Followers of this blog will notice the link to the right that allows for pre-ordering of Rules of Origin in ASEAN: A Way Forward, an analysis of the rules of origin applied by ASEAN in its free trade agreements, co-authored with Stefano Inama. Rules of origin are of course important for customs purposes, because goods qualify for duty exemptions or reductions based on where the goods originate. Only ASEAN-origin goods, for example, qualify for the preferential tariff rates of the ASEAN Trade in Goods Agreement (ATIGA).

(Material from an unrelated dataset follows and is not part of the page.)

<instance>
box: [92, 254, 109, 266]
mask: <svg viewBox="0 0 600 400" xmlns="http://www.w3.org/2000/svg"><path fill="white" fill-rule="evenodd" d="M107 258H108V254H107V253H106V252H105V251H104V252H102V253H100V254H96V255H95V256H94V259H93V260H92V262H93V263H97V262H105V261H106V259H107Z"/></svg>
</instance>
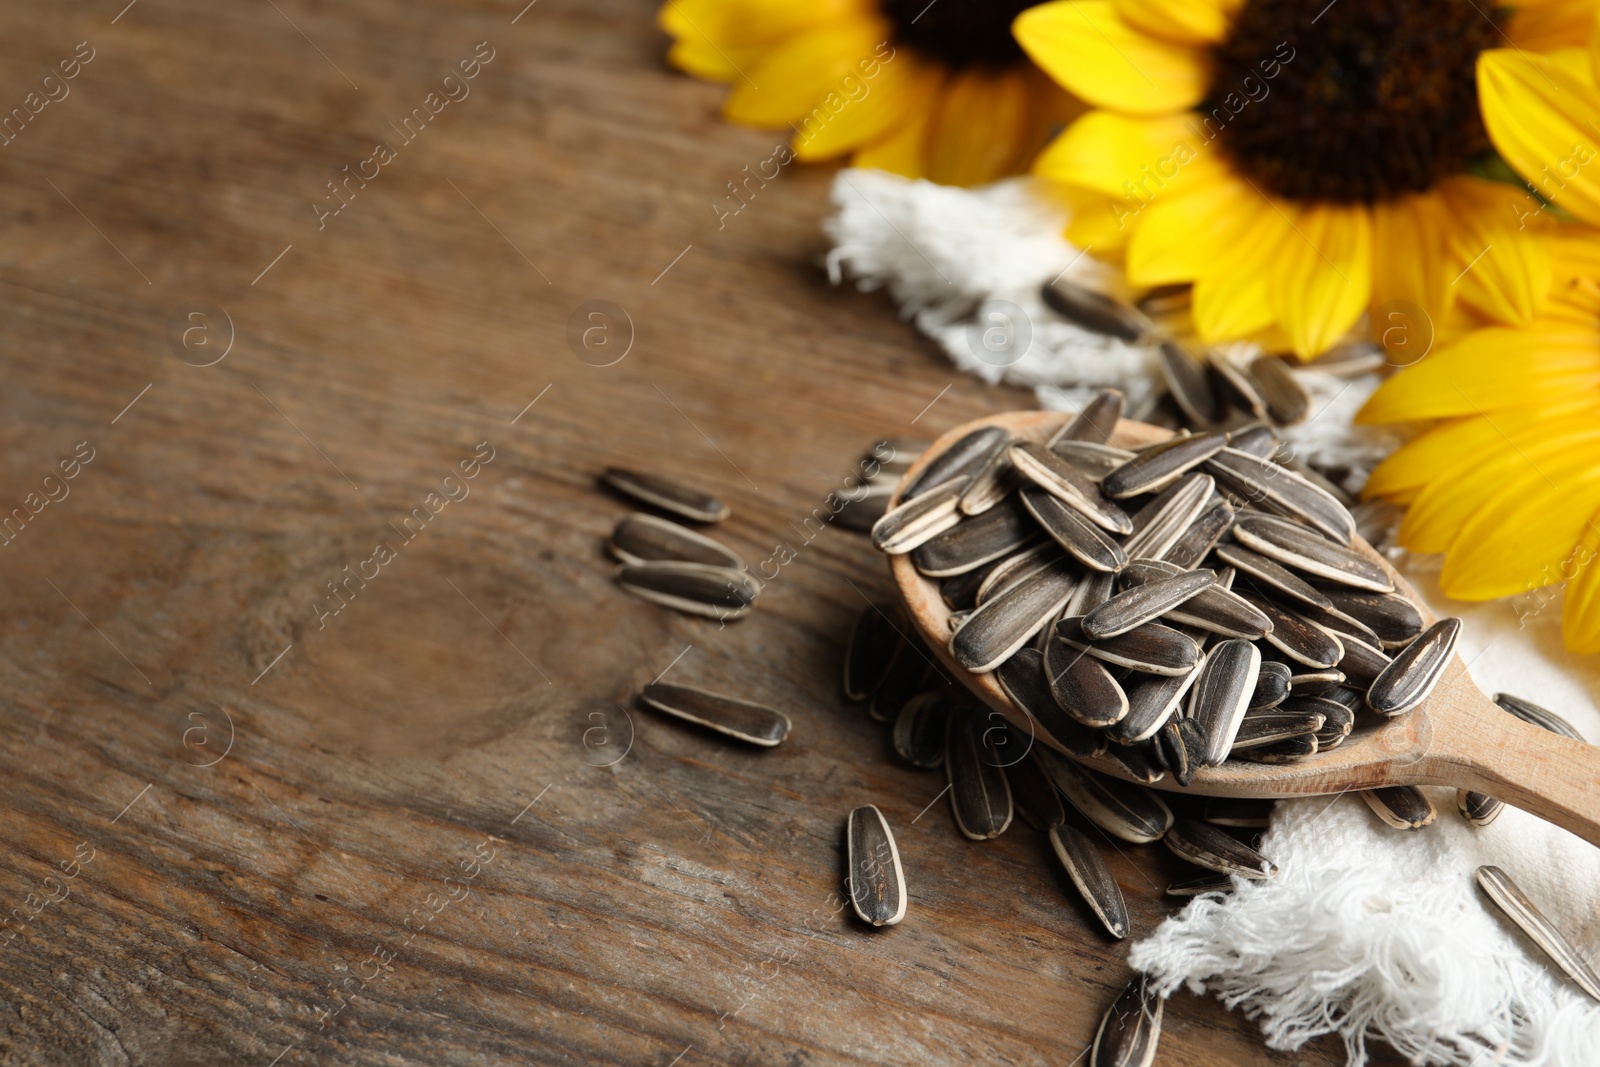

However, rules of origin also affect other aspects of trade in ASEAN, particularly because the ASEAN Economic Community is not based on a customs union, but is instead a preferential trade agreement. As such, the ASEAN member states retain the right to impose trade remedies such as anti-dumping measures, countervailing duties and safeguards, both under their national laws and under the terms of the ATIGA, whereas in a customs union such as the EU, the member states have no such authority.
For example, in one of my recent anti-dumping cases involving two ASEAN member states, the exporting country had only one producer (my client) of the product under investigation. According to its records, and confirmed by its home government, the exporting country’s exports would account for less than 3% of total imports in the importing country. Under the WTO anti-dumping agreement, such exports would be considered too negligible to have caused material injury to the importing country’s local industry – no anti-dumping duties should be imposed under such circumstances.
However, the importing government’s country, based on what was declared by the importers, found that the exports were purportedly double of what was reported by the exporter. Hence the exports exceeded the 3% negligibility level and the importing government imposed anti-dumping duties.
Now, to qualify as ASEAN-origin, Form D documents would have to have been submitted by the importers. The difference between the exporting country’s data and the importing country’s data thus most likely results from discrepancies in the filing of those Form D documents, e.g., importers filing Form D documents for which origin was not justified.
Import and export statistics have also been controversial in ASEAN in other contexts. For example, for a long time, the exact quantity and value of bilateral trade between Singapore and Indonesia was not publicly discussed, because certain goods (e.g., petroleum and its related products) were politically controversial (as Indonesia shipped much of its petroleum to Singapore for refining). Singapore routinely shows up as a major exporter of goods to other ASEAN countries which it does not produce (e.g., flat-rolled steel), which frequently results in trade remedy complaints against Singapore. And for several years, imports declared under the personal duty-free allowance (e.g. duty-free purchases at the airport) accounted for about 10% of annual Indonesian imports.
The foregoing shows that rules of origin have importance beyond preferential import tariffs. Applying these rules correctly will require greater education of the private sector as well as improved cross-border cooperation by ASEAN customs and trade authorities.